Welcome to the GEO-6 Regional Assesment for West Asia. This assessment provides an evaluation and analysis of regional issues designed to support environmental decision making. Existing knowledge has been assesed to provide scientifically credible answers to policy-relevant questions, including:


• What is happening to the West Asia environment and why? • What are the consequences for the environment and the human population of West Asia?


• What is being done and how effective is it? • What are the prospects for the environment? • What actions could be taken to achieve a more sustainable future?


The decision to undertake regional assessments was taken at the Global Intergovernmental and Multi-stakeholder Consultation in Berlin, October 21-23, 2014. Participants at the consultation suggested that the sixth edition of the Global Environment Outlook (GEO-6) assessment should build on regional assessments which would be conducted in a similar fashion to the global GEO process (UNEP/IGMS.2 Rev.2).

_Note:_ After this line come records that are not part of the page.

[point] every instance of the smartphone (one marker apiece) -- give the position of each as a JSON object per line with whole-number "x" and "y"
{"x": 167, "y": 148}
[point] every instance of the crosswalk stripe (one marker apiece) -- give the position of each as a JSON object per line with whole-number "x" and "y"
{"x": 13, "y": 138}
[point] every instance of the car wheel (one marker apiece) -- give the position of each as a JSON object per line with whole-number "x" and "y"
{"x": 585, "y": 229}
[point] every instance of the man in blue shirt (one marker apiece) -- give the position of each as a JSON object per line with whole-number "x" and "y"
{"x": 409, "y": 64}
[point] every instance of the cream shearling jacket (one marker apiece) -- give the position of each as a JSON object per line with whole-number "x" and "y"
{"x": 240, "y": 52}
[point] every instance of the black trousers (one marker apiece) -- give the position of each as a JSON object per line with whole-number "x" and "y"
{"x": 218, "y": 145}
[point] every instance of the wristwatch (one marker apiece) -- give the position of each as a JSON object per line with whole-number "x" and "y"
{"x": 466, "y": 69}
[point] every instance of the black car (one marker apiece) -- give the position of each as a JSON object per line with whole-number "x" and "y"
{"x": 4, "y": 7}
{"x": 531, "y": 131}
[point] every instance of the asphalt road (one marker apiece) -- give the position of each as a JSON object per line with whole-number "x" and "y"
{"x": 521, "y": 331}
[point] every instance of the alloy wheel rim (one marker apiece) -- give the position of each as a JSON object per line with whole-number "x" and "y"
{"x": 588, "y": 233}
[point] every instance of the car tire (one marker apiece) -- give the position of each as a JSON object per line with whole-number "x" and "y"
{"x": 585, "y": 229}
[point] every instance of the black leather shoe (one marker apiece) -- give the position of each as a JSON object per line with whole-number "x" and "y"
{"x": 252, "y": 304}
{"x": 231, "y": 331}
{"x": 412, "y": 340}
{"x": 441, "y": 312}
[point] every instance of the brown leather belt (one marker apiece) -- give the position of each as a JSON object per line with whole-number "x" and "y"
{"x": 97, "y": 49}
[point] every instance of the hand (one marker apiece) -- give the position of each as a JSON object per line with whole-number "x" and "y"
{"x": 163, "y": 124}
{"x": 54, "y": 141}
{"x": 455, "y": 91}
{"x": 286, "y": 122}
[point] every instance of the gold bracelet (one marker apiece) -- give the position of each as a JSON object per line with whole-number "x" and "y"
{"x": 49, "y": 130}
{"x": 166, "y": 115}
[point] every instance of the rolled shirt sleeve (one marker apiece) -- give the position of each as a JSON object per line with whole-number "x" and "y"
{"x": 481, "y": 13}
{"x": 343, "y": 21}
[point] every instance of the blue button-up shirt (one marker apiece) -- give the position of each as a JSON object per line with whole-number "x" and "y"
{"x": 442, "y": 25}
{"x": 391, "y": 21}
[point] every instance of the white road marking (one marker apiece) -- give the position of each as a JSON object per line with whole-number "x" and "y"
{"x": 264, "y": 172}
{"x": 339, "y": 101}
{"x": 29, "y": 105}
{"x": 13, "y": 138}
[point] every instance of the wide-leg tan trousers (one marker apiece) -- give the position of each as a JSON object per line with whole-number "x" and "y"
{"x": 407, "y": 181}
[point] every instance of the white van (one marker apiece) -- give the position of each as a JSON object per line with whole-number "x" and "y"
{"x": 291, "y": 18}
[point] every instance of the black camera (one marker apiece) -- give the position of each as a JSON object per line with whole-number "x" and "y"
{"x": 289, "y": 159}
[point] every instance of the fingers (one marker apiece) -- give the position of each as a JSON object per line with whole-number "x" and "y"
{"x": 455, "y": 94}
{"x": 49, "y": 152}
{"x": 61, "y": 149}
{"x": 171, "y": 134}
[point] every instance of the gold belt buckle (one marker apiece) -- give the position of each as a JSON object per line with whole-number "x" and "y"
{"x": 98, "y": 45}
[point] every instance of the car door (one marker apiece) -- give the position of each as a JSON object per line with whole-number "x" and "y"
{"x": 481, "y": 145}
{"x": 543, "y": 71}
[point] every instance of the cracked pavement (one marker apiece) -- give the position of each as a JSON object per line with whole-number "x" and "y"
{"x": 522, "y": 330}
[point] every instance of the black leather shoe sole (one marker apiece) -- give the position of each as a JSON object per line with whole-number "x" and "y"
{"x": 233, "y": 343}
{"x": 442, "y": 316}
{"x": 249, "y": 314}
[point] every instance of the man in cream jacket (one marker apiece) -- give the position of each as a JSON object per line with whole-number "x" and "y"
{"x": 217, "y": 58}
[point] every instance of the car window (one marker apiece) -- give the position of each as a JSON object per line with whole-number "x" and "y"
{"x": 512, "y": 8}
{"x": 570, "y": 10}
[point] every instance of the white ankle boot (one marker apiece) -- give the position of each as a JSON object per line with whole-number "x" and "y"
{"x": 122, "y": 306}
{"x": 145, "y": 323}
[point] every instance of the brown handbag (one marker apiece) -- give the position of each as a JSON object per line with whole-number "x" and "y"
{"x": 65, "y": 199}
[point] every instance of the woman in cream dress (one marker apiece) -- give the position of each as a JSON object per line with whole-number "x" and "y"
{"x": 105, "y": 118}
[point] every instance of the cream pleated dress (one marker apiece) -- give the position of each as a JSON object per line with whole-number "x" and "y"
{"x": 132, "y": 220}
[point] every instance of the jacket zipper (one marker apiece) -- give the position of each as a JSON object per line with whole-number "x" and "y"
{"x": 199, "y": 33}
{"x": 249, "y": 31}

Member States attending the first United Nations Environment Assembly (UNEA-1) in Nairobi, June 2014, requested:


“the Executive Director, within the programme of work and budget, to undertake the preparation of the sixth Global Environment Outlook (GEO-6), supported by UNEP Live, with the scope, objectives and procedures of GEO-6 to be defined by a transparent global intergovernmental and multi-stakeholder consultation


informed by document UNEP/EA.1/INF/14,


resulting in a scientifically credible, peer-reviewed GEO-6 and its accompanying summary for policy makers, to be endorsed by the United Nations Environment Assembly no later than 2018”


In addition, Member States also requested (UNEP/EA.1/10):


“the Executive Director to consult with all United Nations Environment Programme regions regarding their priorities to be taken up in the global assessment”


 Credit: Shutterstock/ Saisnaps 9


Following this request, regional priorities for water, land, marine resources, biodiversity, air, climate change and waste management were established through the Regional Environmental Information Network (REIN) conference for the West Asia region (May 10-14 2015, Amman, Jordan) and used to guide the analysis in this assessment.


The assessment is structured in three main sections:


• Chapter 1 reviews the context and regional priorities established at the REIN conference and explains why each priority is of importance to the region. It considers peace, security and the environment together with the nexus elements for security (water, energy and food) in order to bridge regional priorities and establish common goals.


• Chapter 2 establishes the state of the environment in the region following seven key themes (water resources, land resources, coastal and marine resources, biodiversity, air, climate change, waste management). It provides an overview of regional priorities, analyses the key trends for each environmental issue, followed by possible policy-relevant options. Some of these options require increases in efficiency; others require departures from business-as-usual scenarios.


• Chapter 3 reviews the main trends that will affect the region’s environment in the future and analyses the actions needed to achieve a more sustainable future. It presents possible environmental outlooks for West Asia together with projected emerging environmental issues. The section also considers the role of teleconnections between West Asia and other regions, making the world smaller with respect to the environment. The Chapter presents a scenario (the Oryx scenario) with a vision of environmental and social sustainability and the tenets of sustainable environmental outlooks.


The data underpinning the assessment can be found in UNEP Live (uneplive.unep.org). The full assessment is also available through UNEP Live as a PDF and as an eBook.